The Senga are an ethnic tribe of Zambia, distinct from the Nsenga.

The Senga are a tribe who migrated from the southern part of present-day Congo DRC. They re-settled in the Luangwa valley amongst the Tumbuka speaking people. The language they speak though similar to Tumbuka is distinct and also shares a common strain with Bisa/Bemba.

Origins
What the Senga can tell of their past begins with migration to their present home perhaps three centuries ago. There is unanimous agreement that their former home was a place called Uluwa which all evidence suggests was in what now is known as Katanga. There is evidence to suggest that prior to this time the Senga had no separate identity but were part of a larger group.

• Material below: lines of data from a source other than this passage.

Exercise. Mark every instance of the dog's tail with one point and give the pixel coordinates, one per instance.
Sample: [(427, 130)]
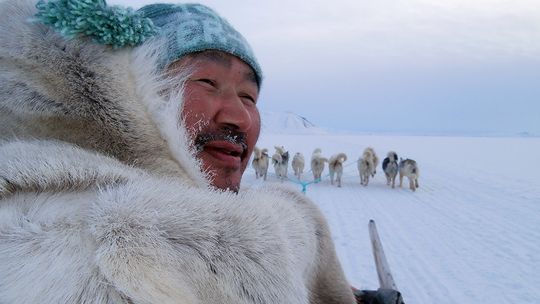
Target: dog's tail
[(392, 156)]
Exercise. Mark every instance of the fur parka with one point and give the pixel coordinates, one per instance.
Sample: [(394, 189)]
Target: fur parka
[(102, 201)]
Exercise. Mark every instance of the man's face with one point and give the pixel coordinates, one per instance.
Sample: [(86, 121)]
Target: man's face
[(221, 116)]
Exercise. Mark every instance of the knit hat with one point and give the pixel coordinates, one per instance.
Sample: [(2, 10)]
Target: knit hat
[(191, 28), (187, 28)]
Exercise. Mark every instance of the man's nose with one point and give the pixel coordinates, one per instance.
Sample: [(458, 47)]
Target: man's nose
[(234, 113)]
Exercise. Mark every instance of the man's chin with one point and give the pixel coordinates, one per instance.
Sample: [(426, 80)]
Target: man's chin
[(226, 184)]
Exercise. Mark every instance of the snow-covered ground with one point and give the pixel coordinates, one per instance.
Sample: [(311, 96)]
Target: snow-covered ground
[(469, 234)]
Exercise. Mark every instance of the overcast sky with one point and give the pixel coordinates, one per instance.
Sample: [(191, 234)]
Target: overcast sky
[(415, 66)]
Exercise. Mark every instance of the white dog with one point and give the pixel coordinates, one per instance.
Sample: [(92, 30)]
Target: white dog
[(374, 158), (409, 168), (298, 164), (390, 168), (335, 165), (260, 162), (366, 165), (280, 160), (317, 164)]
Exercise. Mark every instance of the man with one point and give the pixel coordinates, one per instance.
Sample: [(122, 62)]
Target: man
[(121, 163)]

Donald Fraser who visited part of Senga land in 1897 takes the view that the Senga are a composite tribe partly of Tumbuka and Partly of Bisa Origin. But Senga tradition maintains that they were a separate group who broke away from the same chief (possibly Mwata Yamvo) as the Bisa and Bemba but at a different time.  The Senga relate Passing through Bisa country – Led by Chibeza Kambombo, the leader of the main group in the migration who was given a young girl for a wife by one of the Bisa Chiefs. Because the woman he was with as his wife was not yet of Child bearing age. To safe guard his lineage he was given a woman to start having children with.

Politics
Among the Senga political hierarchy is senior chief, chief, group headman (headman over more than  one village) and the village headman.

Like all Senga chiefs the senior chief inherits his position. Unlike some of them he inherits from his maternal uncle (a matrilineal system).
The principal clans are Goma, Ng’uni, kumwenda, Nyirenda, Lungu, Zimba and Miti.
Headmen like the chiefs are said to be selected from members of the chiefs clan (Goma Clan for the senior chiefs area). Senior chiefs usually are headmen before being senior chiefs.

While these clans in Zambia are matrilineal in nature, the same tribes which are based in Malawi have a patrilineal lineage. The Nyirendas, Kumwendas, Lungus, Zimbas who migrated to Malawi have had a partineal system of chieftainship. The person who becomes a chief of the village is the first-born son or eldest son where a girl is the first born in the royal family. In Malawi, these tribes are found predominantly in the northern districts of Malawi. However some clans have moved to various other districts in recent years because of work.

Today the Senga reside in Chama district of Muchinga province under the leadership of Senior Chief Kambombo. Other Chiefs that are under Senior Chief Kambombo includes; Chief Chifunda, Chief Chikwa and Chief Tembwe. These together with Senior Chief Kambombo makes what we call Chama District in the current Zambia.